La misura di sicurezza denominata "zona rossa" a Pomigliano d'Arco è stata estesa fino al 30 novembre. L'iniziativa ha portato a controlli significativi e all'allontanamento di persone coinvolte in attività illecite.
Estesa la zona rossa per la sicurezza
La strategia di contrasto alla criminalità a Pomigliano d'Arco vedrà la sua prosecuzione. La cosiddetta "zona rossa" resterà attiva fino al prossimo 30 novembre. Questa decisione è stata presa durante un'importante riunione del Comitato provinciale per l'ordine e la sicurezza pubblica. L'incontro è stato presieduto dal prefetto di Napoli, Michele di Bari. L'evento ha offerto l'opportunità di valutare i primi esiti delle azioni intraprese. Si è discusso anche della sicurezza nell'intera area metropolitana napoletana.
I dati presentati durante la riunione evidenziano un impegno concreto nel controllo del territorio. Dall'avvio del provvedimento, sono state identificate 1.076 persone. Sono stati inoltre disposti 11 allontanamenti. Questi interventi hanno riguardato soggetti legati a diverse tipologie di reati. Tre persone sono state fermate per questioni legate allo spaccio di sostanze stupefacenti. Altre tre sono risultate coinvolte in illeciti contro il patrimonio. Cinque casi riguardano invece altre tipologie di reati.
Sindaco Russo: "Risultati concreti giustificano la proroga"
La richiesta di estendere la durata della "zona rossa" è partita dall'amministrazione comunale. Il sindaco Raffaele Russo ha espresso il suo plauso per l'operato delle istituzioni. Ha sottolineato la soddisfazione per il lavoro svolto in questi mesi dalle forze dell'ordine. «Abbiamo chiesto la proroga della zona rossa perché i risultati ottenuti dimostrano l'efficacia di un'attività costante di controllo e prevenzione sul territorio», ha dichiarato il primo cittadino. Ha poi aggiunto: «Ringrazio il prefetto Michele di Bari, le forze dell'ordine e tutte le istituzioni coinvolte per il grande lavoro che stanno portando avanti a tutela della sicurezza dei cittadini».
Il sindaco Russo ha confermato la volontà di proseguire la collaborazione. «Pomigliano continuerà a collaborare con Prefettura e forze di polizia affinché il percorso avviato possa consolidare ulteriormente condizioni di legalità e sicurezza nella nostra città», ha concluso. La sua dichiarazione sottolinea l'importanza della cooperazione tra enti per garantire un ambiente più sicuro.

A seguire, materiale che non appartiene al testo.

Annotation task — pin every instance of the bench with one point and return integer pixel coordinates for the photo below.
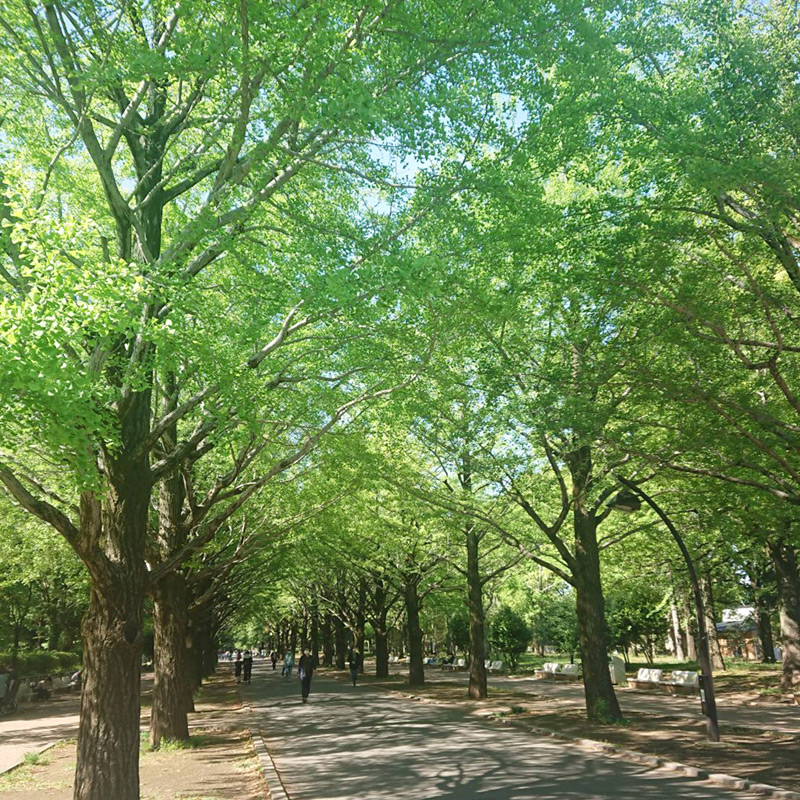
(569, 672)
(682, 681)
(548, 670)
(648, 679)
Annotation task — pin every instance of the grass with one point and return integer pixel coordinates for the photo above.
(168, 745)
(36, 759)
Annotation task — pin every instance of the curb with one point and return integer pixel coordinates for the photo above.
(275, 787)
(720, 779)
(22, 760)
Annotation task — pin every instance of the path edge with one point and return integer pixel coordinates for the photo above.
(732, 782)
(275, 787)
(38, 753)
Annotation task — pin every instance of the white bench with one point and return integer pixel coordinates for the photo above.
(549, 670)
(570, 670)
(648, 678)
(682, 681)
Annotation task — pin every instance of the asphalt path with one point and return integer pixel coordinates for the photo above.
(783, 718)
(360, 742)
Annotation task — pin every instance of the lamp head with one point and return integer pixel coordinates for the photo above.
(627, 502)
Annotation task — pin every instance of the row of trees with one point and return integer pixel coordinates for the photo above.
(340, 265)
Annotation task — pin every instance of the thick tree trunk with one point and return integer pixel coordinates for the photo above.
(113, 535)
(172, 687)
(416, 665)
(601, 701)
(478, 686)
(108, 735)
(784, 557)
(717, 661)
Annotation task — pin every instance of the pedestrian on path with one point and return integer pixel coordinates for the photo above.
(354, 661)
(305, 669)
(288, 664)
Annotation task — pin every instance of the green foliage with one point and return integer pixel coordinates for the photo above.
(458, 631)
(42, 662)
(554, 622)
(509, 634)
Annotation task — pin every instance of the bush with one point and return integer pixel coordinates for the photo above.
(509, 634)
(42, 662)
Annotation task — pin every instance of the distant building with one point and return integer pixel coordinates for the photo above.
(738, 634)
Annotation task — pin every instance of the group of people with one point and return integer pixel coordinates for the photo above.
(243, 667)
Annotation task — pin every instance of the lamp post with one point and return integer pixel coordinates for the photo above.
(629, 501)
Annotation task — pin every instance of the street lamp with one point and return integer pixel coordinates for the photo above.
(628, 501)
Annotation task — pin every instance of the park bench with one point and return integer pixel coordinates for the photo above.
(648, 679)
(568, 672)
(548, 670)
(682, 681)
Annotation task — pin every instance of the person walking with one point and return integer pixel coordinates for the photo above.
(288, 664)
(247, 664)
(305, 669)
(354, 662)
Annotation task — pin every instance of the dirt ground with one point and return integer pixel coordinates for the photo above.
(759, 756)
(220, 764)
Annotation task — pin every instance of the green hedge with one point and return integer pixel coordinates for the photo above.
(42, 662)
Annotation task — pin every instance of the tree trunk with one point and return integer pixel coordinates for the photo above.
(361, 619)
(381, 633)
(172, 688)
(327, 641)
(315, 634)
(784, 558)
(340, 635)
(677, 634)
(691, 643)
(478, 687)
(763, 613)
(416, 666)
(717, 661)
(108, 735)
(601, 701)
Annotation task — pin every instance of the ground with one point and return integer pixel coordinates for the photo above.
(220, 764)
(374, 741)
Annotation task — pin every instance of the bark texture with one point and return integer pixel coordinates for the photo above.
(416, 666)
(784, 558)
(478, 687)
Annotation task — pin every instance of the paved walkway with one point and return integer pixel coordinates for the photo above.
(783, 718)
(35, 726)
(364, 743)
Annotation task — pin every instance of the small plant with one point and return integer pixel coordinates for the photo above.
(173, 745)
(36, 759)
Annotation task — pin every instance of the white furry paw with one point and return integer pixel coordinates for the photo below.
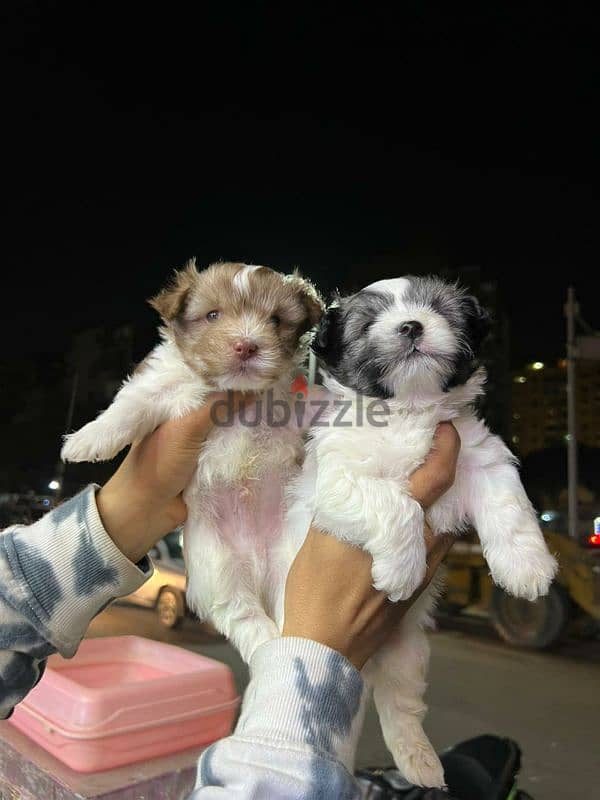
(92, 443)
(399, 577)
(420, 765)
(527, 575)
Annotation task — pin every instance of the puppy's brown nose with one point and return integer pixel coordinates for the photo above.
(245, 349)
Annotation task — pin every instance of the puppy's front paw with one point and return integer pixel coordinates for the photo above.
(419, 764)
(92, 443)
(399, 576)
(528, 574)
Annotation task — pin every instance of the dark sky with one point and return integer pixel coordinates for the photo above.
(437, 135)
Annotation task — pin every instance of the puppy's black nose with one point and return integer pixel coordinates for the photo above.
(412, 329)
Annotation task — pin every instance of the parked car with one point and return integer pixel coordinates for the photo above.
(165, 591)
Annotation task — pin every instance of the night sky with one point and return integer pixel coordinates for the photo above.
(438, 135)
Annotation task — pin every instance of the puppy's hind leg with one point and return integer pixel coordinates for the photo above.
(398, 675)
(223, 591)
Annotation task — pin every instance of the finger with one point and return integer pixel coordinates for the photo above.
(436, 475)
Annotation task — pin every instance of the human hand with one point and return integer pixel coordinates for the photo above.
(143, 500)
(329, 593)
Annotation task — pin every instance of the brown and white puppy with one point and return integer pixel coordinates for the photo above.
(231, 326)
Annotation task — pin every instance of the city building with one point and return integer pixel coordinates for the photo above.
(539, 406)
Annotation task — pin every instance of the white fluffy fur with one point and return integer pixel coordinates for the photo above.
(354, 483)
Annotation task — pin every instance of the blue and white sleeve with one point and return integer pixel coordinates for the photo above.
(55, 576)
(296, 736)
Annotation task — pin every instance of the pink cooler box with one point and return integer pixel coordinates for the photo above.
(124, 699)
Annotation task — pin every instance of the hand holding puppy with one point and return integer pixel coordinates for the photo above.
(329, 595)
(143, 500)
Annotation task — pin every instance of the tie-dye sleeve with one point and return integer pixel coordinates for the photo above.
(297, 733)
(55, 576)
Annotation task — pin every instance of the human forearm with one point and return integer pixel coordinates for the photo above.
(297, 732)
(55, 576)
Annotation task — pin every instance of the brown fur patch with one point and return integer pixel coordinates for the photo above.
(258, 305)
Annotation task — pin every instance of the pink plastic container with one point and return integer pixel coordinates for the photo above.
(125, 699)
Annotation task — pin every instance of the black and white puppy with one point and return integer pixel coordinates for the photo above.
(411, 344)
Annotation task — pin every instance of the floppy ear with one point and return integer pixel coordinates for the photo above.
(170, 302)
(479, 322)
(327, 344)
(311, 300)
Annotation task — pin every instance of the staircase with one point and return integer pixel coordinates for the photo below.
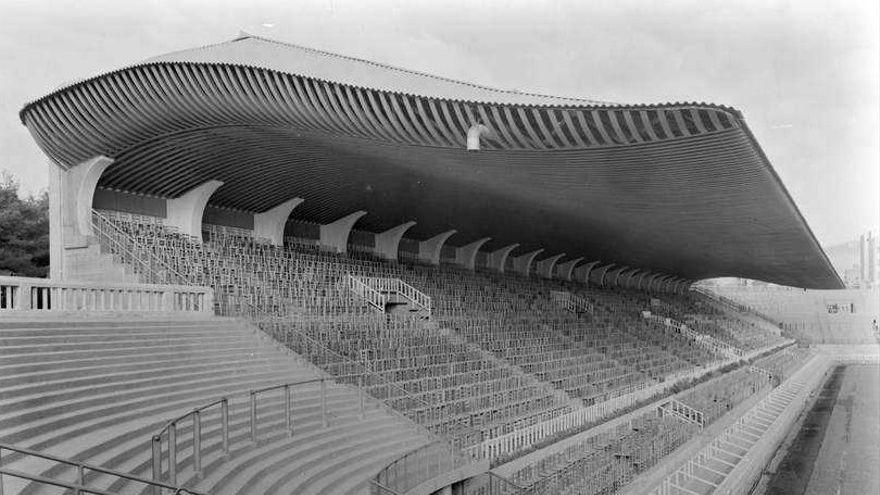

Vertice allargato per la sicurezza metropolitana
Al vertice, tenutosi presso il Palazzo di Governo, hanno partecipato figure di spicco del mondo giudiziario e amministrativo. Erano presenti i procuratori della Repubblica di Napoli, Nicola Gratteri; di Torre Annunziata, Nunzio Fragliasso; di Nola, Marco Del Gaudio; e di Napoli Nord, Domenico Airoma. La loro presenza testimonia l'importanza strategica della sicurezza per l'intera area metropolitana.
Hanno partecipato anche i sindaci e i commissari prefettizi dei comuni interessati dalle misure di sicurezza. Tra questi figurano Pomigliano d'Arco, Caivano, Afragola, San Giorgio a Cremano e Torre Annunziata. Questo ampio schieramento di rappresentanti locali e nazionali evidenzia un approccio coordinato alla gestione della sicurezza. L'obiettivo è rafforzare la legalità e il benessere dei cittadini in un'area complessa.